4. EVIDENCE OF GLACIAL FILLING AND DEGRADING OF THE RIVER BED
Hobbs has suggested that the waters of the Housatonic may have been ponded at a point near West Redding until they rose high enough to overflow into the "fault gorge" below Still River Station, thus giving the streams of the Danbury region an outlet to the Sound by this route. This hypothesis calls for a glacial dam which has not been found. It is true there are glacial deposits in the Umpog valley south of Bethel. The Umpog flows as it does, however, not because of a glacial "dam" but in spite of it. The river heads on rock beyond and above the glacial deposits and picks its way through them ([fig. 7]). Drift forms the divide at the western end of Still River valley beyond Mill Plain, but the ponded water which it caused did not extend as far as Danbury (see discussion of Still-Croton valley). The Sugar Hollow pass is also filled with a heavy mantle of drift, but the valley is both too high and too narrow at the col to have been the outlet of the Housatonic.
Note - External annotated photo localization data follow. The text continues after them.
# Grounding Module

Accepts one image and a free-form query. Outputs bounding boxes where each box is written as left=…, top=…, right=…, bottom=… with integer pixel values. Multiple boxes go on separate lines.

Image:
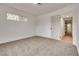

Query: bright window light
left=7, top=13, right=19, bottom=21
left=7, top=13, right=28, bottom=22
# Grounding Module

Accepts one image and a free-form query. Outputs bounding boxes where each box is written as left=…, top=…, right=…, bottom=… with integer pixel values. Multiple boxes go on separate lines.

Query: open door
left=62, top=16, right=73, bottom=44
left=64, top=17, right=72, bottom=36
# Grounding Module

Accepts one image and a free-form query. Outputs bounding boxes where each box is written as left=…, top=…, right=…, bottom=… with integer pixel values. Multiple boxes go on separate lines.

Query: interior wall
left=36, top=15, right=51, bottom=38
left=0, top=4, right=36, bottom=44
left=72, top=4, right=78, bottom=46
left=76, top=4, right=79, bottom=54
left=36, top=4, right=77, bottom=46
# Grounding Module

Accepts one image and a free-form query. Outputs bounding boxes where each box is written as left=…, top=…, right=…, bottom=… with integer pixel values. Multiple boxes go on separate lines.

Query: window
left=7, top=13, right=19, bottom=21
left=7, top=13, right=28, bottom=22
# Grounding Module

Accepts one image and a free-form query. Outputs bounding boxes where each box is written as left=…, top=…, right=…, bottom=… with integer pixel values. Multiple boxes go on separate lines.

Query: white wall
left=0, top=4, right=36, bottom=44
left=36, top=15, right=51, bottom=38
left=36, top=4, right=78, bottom=46
left=76, top=4, right=79, bottom=53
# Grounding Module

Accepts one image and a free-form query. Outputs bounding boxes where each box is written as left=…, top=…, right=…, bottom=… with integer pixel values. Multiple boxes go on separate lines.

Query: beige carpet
left=0, top=36, right=78, bottom=56
left=61, top=35, right=72, bottom=45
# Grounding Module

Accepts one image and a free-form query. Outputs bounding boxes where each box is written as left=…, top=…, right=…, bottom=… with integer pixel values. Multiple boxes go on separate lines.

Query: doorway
left=62, top=16, right=73, bottom=44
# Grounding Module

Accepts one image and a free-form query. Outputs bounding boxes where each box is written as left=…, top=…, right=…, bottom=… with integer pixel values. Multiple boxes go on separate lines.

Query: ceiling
left=5, top=3, right=72, bottom=16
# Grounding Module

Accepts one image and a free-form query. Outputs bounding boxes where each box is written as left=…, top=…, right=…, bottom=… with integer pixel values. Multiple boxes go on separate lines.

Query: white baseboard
left=36, top=35, right=57, bottom=40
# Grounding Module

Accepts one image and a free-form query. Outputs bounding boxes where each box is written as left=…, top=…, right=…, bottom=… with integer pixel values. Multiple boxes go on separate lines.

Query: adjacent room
left=0, top=3, right=79, bottom=56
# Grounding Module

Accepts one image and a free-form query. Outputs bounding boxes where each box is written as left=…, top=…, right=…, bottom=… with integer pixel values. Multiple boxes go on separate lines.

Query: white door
left=51, top=15, right=61, bottom=40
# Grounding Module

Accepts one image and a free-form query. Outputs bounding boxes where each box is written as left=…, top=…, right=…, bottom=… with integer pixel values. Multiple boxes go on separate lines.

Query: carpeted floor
left=61, top=35, right=72, bottom=45
left=0, top=36, right=78, bottom=56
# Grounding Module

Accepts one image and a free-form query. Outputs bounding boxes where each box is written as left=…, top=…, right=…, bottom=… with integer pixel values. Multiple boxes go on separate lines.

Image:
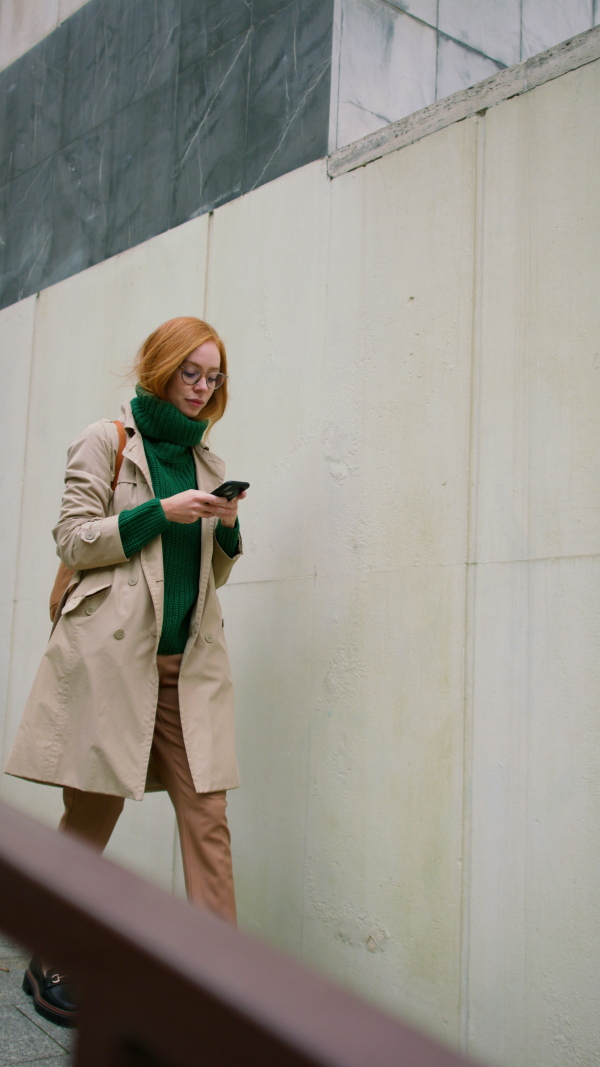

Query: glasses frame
left=179, top=366, right=227, bottom=391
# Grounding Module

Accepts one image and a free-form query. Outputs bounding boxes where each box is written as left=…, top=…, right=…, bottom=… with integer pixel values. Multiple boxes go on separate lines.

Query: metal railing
left=0, top=800, right=479, bottom=1067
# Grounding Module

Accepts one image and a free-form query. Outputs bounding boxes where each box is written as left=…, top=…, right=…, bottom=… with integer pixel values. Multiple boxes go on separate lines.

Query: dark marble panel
left=117, top=0, right=180, bottom=109
left=12, top=24, right=69, bottom=179
left=0, top=66, right=18, bottom=186
left=61, top=0, right=122, bottom=148
left=0, top=0, right=336, bottom=310
left=171, top=31, right=250, bottom=226
left=46, top=122, right=112, bottom=288
left=245, top=0, right=332, bottom=192
left=106, top=81, right=175, bottom=258
left=179, top=0, right=251, bottom=74
left=0, top=158, right=55, bottom=309
left=0, top=182, right=7, bottom=290
left=252, top=0, right=288, bottom=25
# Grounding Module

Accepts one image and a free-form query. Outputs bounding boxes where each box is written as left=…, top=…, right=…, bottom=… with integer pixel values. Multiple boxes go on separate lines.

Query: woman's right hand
left=161, top=490, right=241, bottom=525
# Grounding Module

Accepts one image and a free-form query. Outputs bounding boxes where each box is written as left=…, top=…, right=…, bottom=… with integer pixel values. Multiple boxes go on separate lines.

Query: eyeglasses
left=180, top=366, right=227, bottom=390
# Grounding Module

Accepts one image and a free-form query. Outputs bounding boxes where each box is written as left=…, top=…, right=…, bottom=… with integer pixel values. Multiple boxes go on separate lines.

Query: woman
left=5, top=317, right=245, bottom=1028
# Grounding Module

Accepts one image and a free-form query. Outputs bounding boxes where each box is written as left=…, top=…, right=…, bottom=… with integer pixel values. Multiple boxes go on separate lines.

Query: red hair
left=134, top=317, right=228, bottom=424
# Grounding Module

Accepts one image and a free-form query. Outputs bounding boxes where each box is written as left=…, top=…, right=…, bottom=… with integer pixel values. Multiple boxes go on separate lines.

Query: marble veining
left=436, top=34, right=504, bottom=101
left=11, top=23, right=68, bottom=179
left=336, top=1, right=437, bottom=148
left=521, top=0, right=593, bottom=60
left=5, top=0, right=591, bottom=305
left=438, top=0, right=522, bottom=66
left=0, top=66, right=18, bottom=186
left=47, top=122, right=112, bottom=288
left=245, top=0, right=333, bottom=191
left=106, top=79, right=175, bottom=259
left=115, top=0, right=180, bottom=110
left=385, top=0, right=438, bottom=26
left=179, top=0, right=252, bottom=75
left=0, top=0, right=334, bottom=310
left=331, top=0, right=597, bottom=149
left=60, top=0, right=122, bottom=148
left=0, top=157, right=55, bottom=307
left=172, top=31, right=251, bottom=224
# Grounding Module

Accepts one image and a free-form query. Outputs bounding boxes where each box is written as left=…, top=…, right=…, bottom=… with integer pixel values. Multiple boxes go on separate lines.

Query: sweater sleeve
left=118, top=498, right=170, bottom=558
left=215, top=518, right=240, bottom=558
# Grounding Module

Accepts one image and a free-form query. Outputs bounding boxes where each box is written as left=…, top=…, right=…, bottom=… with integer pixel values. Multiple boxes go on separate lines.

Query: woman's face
left=165, top=340, right=221, bottom=419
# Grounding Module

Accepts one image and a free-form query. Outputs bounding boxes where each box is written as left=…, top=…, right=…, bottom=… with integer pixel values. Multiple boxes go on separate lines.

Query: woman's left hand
left=217, top=490, right=246, bottom=528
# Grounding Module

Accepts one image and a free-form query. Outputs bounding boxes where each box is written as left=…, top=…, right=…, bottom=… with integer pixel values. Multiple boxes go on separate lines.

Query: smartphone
left=211, top=480, right=250, bottom=500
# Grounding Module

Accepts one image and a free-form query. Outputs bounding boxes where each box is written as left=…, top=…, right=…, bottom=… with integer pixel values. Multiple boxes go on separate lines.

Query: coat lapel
left=120, top=402, right=164, bottom=631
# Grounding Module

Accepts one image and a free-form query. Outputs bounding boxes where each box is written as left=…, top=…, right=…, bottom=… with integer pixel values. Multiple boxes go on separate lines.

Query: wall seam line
left=203, top=211, right=214, bottom=320
left=458, top=111, right=486, bottom=1054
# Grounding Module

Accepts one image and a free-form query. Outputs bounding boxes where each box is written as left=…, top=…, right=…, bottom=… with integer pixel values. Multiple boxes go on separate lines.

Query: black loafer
left=23, top=955, right=78, bottom=1028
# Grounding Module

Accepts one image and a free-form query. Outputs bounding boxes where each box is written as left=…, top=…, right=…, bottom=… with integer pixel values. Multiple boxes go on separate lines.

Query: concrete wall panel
left=0, top=296, right=36, bottom=779
left=467, top=558, right=600, bottom=1067
left=318, top=119, right=476, bottom=579
left=303, top=564, right=466, bottom=1045
left=476, top=61, right=600, bottom=564
left=220, top=577, right=316, bottom=954
left=465, top=58, right=600, bottom=1067
left=207, top=162, right=330, bottom=585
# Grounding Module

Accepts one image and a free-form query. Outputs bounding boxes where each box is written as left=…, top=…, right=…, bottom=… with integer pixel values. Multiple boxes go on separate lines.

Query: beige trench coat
left=5, top=402, right=241, bottom=800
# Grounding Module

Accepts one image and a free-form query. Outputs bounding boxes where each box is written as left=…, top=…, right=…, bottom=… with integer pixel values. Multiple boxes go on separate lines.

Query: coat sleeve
left=211, top=527, right=243, bottom=589
left=53, top=421, right=129, bottom=570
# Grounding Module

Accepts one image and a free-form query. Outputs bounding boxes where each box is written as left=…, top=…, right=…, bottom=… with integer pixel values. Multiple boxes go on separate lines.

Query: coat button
left=204, top=633, right=214, bottom=643
left=85, top=531, right=95, bottom=541
left=114, top=629, right=125, bottom=640
left=128, top=576, right=138, bottom=586
left=85, top=604, right=95, bottom=615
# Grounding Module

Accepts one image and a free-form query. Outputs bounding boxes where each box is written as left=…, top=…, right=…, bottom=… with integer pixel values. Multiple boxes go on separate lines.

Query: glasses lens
left=180, top=368, right=226, bottom=389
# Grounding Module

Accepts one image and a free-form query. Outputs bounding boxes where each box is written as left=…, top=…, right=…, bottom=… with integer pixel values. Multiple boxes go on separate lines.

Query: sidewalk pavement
left=0, top=934, right=73, bottom=1066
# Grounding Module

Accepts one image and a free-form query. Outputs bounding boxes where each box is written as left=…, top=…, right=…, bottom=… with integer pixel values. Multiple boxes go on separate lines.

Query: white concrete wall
left=1, top=48, right=599, bottom=1067
left=0, top=0, right=90, bottom=71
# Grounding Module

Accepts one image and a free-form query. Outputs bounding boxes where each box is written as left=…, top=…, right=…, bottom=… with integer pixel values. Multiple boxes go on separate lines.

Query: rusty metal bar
left=0, top=801, right=479, bottom=1067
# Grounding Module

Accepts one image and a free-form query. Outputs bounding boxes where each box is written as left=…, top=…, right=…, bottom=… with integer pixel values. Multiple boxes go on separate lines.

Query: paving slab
left=0, top=1004, right=66, bottom=1063
left=15, top=1005, right=75, bottom=1055
left=0, top=935, right=29, bottom=960
left=0, top=1059, right=71, bottom=1066
left=0, top=957, right=30, bottom=1005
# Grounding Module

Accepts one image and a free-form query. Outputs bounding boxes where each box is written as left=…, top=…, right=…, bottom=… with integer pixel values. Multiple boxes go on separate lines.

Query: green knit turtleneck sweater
left=117, top=388, right=240, bottom=655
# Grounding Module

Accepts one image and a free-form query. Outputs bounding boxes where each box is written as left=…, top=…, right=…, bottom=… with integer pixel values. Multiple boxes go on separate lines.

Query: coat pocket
left=61, top=580, right=113, bottom=616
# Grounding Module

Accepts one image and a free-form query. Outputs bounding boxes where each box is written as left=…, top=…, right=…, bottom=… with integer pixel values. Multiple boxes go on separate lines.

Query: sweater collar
left=130, top=386, right=208, bottom=446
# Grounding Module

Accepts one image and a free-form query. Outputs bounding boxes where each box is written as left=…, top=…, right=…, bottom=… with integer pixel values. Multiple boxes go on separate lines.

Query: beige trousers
left=59, top=654, right=236, bottom=924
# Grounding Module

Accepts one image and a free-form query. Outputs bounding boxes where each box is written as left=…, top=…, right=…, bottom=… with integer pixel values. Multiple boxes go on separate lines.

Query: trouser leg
left=46, top=788, right=124, bottom=977
left=59, top=787, right=125, bottom=852
left=152, top=654, right=237, bottom=924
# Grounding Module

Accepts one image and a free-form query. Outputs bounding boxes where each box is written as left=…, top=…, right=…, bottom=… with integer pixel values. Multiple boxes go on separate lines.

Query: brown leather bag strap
left=111, top=420, right=127, bottom=491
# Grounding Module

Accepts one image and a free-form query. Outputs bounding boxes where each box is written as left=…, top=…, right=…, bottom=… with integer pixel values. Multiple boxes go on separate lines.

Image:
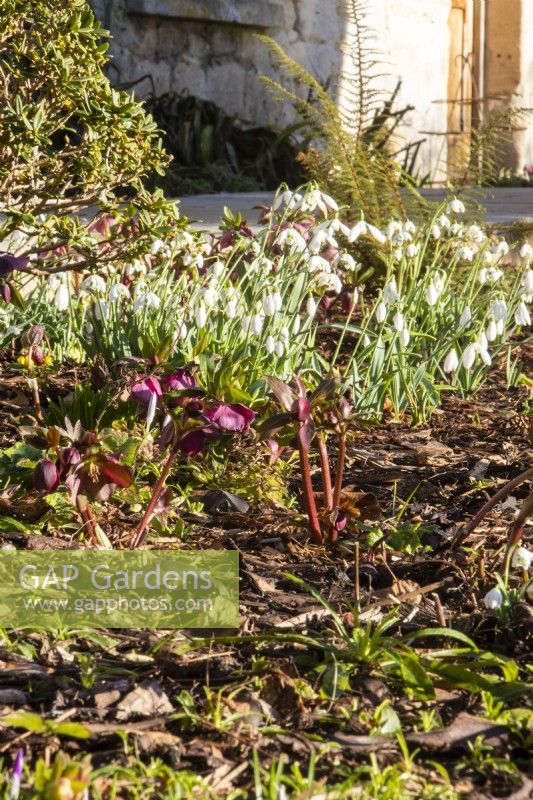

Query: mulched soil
left=0, top=344, right=531, bottom=798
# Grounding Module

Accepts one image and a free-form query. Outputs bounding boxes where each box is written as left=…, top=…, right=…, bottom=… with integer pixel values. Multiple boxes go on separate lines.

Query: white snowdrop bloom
left=447, top=197, right=466, bottom=214
left=490, top=298, right=507, bottom=321
left=265, top=335, right=275, bottom=354
left=457, top=246, right=474, bottom=262
left=466, top=224, right=485, bottom=244
left=178, top=320, right=188, bottom=339
left=348, top=220, right=366, bottom=242
left=174, top=230, right=195, bottom=248
left=306, top=296, right=317, bottom=317
left=433, top=270, right=446, bottom=292
left=478, top=267, right=489, bottom=285
left=519, top=243, right=533, bottom=260
left=84, top=321, right=93, bottom=336
left=48, top=274, right=61, bottom=290
left=511, top=546, right=532, bottom=570
left=202, top=286, right=218, bottom=308
left=225, top=298, right=237, bottom=319
left=367, top=224, right=386, bottom=244
left=193, top=254, right=205, bottom=270
left=483, top=587, right=503, bottom=610
left=211, top=260, right=225, bottom=279
left=515, top=301, right=531, bottom=326
left=487, top=267, right=504, bottom=283
left=399, top=328, right=410, bottom=346
left=195, top=304, right=207, bottom=328
left=280, top=326, right=290, bottom=344
left=450, top=222, right=464, bottom=237
left=292, top=315, right=301, bottom=335
left=438, top=214, right=451, bottom=229
left=496, top=319, right=505, bottom=336
left=251, top=314, right=263, bottom=336
left=443, top=348, right=459, bottom=373
left=276, top=228, right=307, bottom=252
left=146, top=390, right=158, bottom=432
left=403, top=220, right=416, bottom=235
left=383, top=278, right=399, bottom=305
left=459, top=307, right=472, bottom=328
left=462, top=342, right=478, bottom=369
left=478, top=346, right=491, bottom=366
left=431, top=224, right=442, bottom=240
left=275, top=340, right=285, bottom=358
left=241, top=315, right=251, bottom=334
left=301, top=187, right=338, bottom=216
left=316, top=271, right=342, bottom=293
left=150, top=238, right=169, bottom=256
left=386, top=221, right=402, bottom=239
left=109, top=283, right=130, bottom=302
left=94, top=299, right=109, bottom=322
left=307, top=255, right=331, bottom=274
left=393, top=247, right=403, bottom=262
left=486, top=320, right=498, bottom=342
left=182, top=253, right=193, bottom=267
left=328, top=218, right=350, bottom=237
left=477, top=330, right=488, bottom=351
left=308, top=230, right=329, bottom=254
left=363, top=333, right=371, bottom=347
left=338, top=252, right=357, bottom=271
left=273, top=189, right=301, bottom=212
left=81, top=274, right=106, bottom=294
left=426, top=284, right=439, bottom=306
left=375, top=302, right=387, bottom=323
left=406, top=243, right=419, bottom=259
left=495, top=240, right=509, bottom=257
left=522, top=269, right=533, bottom=292
left=262, top=293, right=277, bottom=317
left=393, top=311, right=404, bottom=332
left=54, top=284, right=69, bottom=311
left=482, top=249, right=495, bottom=265
left=391, top=231, right=406, bottom=246
left=272, top=291, right=283, bottom=312
left=134, top=292, right=161, bottom=311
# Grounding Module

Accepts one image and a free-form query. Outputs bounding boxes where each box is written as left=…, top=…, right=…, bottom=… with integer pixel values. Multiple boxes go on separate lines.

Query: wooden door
left=447, top=0, right=474, bottom=175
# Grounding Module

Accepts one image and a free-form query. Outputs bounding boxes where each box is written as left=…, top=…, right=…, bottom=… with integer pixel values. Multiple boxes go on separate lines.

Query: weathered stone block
left=125, top=0, right=284, bottom=28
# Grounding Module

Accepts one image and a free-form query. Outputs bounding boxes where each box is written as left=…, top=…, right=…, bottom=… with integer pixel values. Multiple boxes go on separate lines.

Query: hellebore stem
left=451, top=466, right=533, bottom=550
left=76, top=495, right=97, bottom=545
left=316, top=432, right=333, bottom=512
left=131, top=447, right=177, bottom=548
left=332, top=427, right=347, bottom=512
left=297, top=427, right=323, bottom=545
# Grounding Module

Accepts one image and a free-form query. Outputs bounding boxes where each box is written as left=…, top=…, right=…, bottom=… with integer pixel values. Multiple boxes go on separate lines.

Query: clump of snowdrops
left=1, top=183, right=531, bottom=421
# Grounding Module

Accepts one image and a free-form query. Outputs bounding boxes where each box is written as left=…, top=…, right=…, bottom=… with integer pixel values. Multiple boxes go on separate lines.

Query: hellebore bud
left=33, top=457, right=60, bottom=493
left=60, top=447, right=81, bottom=470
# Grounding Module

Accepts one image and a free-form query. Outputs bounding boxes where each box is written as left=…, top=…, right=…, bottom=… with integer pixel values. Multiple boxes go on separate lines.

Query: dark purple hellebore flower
left=0, top=252, right=29, bottom=277
left=130, top=376, right=163, bottom=405
left=60, top=446, right=81, bottom=471
left=33, top=457, right=60, bottom=493
left=206, top=402, right=256, bottom=433
left=179, top=429, right=208, bottom=457
left=162, top=369, right=197, bottom=392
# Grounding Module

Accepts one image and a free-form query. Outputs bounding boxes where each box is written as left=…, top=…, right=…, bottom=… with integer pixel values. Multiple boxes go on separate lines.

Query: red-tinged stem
left=297, top=427, right=322, bottom=545
left=332, top=427, right=347, bottom=511
left=76, top=495, right=97, bottom=545
left=131, top=448, right=177, bottom=548
left=451, top=466, right=533, bottom=550
left=316, top=432, right=333, bottom=512
left=504, top=490, right=533, bottom=559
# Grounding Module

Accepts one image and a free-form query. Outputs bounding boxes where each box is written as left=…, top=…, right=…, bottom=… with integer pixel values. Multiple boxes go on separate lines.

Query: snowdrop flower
left=212, top=260, right=225, bottom=279
left=477, top=330, right=488, bottom=351
left=466, top=225, right=485, bottom=244
left=316, top=271, right=342, bottom=293
left=462, top=342, right=478, bottom=369
left=438, top=214, right=451, bottom=229
left=486, top=320, right=498, bottom=342
left=431, top=224, right=442, bottom=240
left=367, top=223, right=386, bottom=244
left=251, top=314, right=263, bottom=336
left=262, top=293, right=277, bottom=316
left=522, top=270, right=533, bottom=292
left=338, top=252, right=357, bottom=271
left=150, top=238, right=170, bottom=256
left=306, top=296, right=317, bottom=317
left=94, top=299, right=109, bottom=321
left=109, top=283, right=130, bottom=302
left=386, top=221, right=402, bottom=239
left=307, top=255, right=331, bottom=274
left=81, top=274, right=106, bottom=294
left=403, top=220, right=416, bottom=236
left=496, top=318, right=505, bottom=336
left=273, top=189, right=302, bottom=212
left=483, top=587, right=503, bottom=610
left=48, top=274, right=61, bottom=290
left=459, top=307, right=472, bottom=328
left=195, top=304, right=207, bottom=328
left=272, top=291, right=283, bottom=312
left=383, top=278, right=399, bottom=305
left=490, top=298, right=507, bottom=321
left=348, top=220, right=385, bottom=244
left=225, top=298, right=237, bottom=319
left=328, top=218, right=351, bottom=238
left=276, top=228, right=307, bottom=253
left=362, top=333, right=371, bottom=347
left=494, top=240, right=509, bottom=258
left=519, top=242, right=533, bottom=260
left=202, top=286, right=218, bottom=308
left=478, top=267, right=488, bottom=285
left=511, top=546, right=532, bottom=570
left=393, top=247, right=403, bottom=262
left=53, top=284, right=69, bottom=311
left=393, top=311, right=404, bottom=332
left=450, top=223, right=464, bottom=237
left=406, top=243, right=419, bottom=259
left=426, top=283, right=439, bottom=307
left=134, top=292, right=161, bottom=311
left=265, top=335, right=275, bottom=354
left=308, top=229, right=329, bottom=254
left=375, top=302, right=387, bottom=323
left=478, top=346, right=491, bottom=366
left=348, top=220, right=366, bottom=242
left=399, top=328, right=410, bottom=346
left=443, top=348, right=459, bottom=373
left=447, top=197, right=465, bottom=214
left=487, top=267, right=504, bottom=283
left=457, top=246, right=474, bottom=262
left=275, top=340, right=284, bottom=358
left=482, top=249, right=495, bottom=266
left=177, top=321, right=188, bottom=339
left=292, top=315, right=301, bottom=335
left=301, top=187, right=338, bottom=216
left=514, top=301, right=531, bottom=326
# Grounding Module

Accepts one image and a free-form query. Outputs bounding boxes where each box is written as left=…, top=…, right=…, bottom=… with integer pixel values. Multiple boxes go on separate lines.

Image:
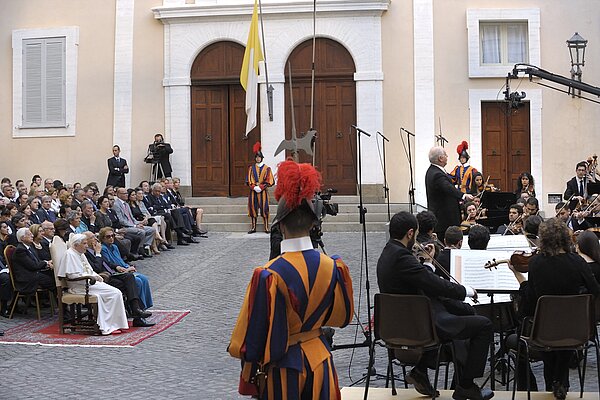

It might be assumed that just previous to the advent of the ice sheet Still River headed south of its present mouth and flowed southward. In this case the Still, when reversed, should have overflowed at the lowest point on the divide between it and the Housatonic. It should have deepened its channel over the former divide, and the result would have been a gorge if the divide were high, or at least some evidence of river cutting even if the divide were low. On the contrary, Still River joins the Housatonic in a low, broad, and poorly drained plain.
The existing relief is due to the uneven distribution of drift. The river is now cutting a gorge at Lanesville, but the appearance of the valley to the west indicates that glacial deposits forced the river out of its former bed ([fig. 6]) and that no barrier lay between the preglacial Still River valley and the Housatonic Valley.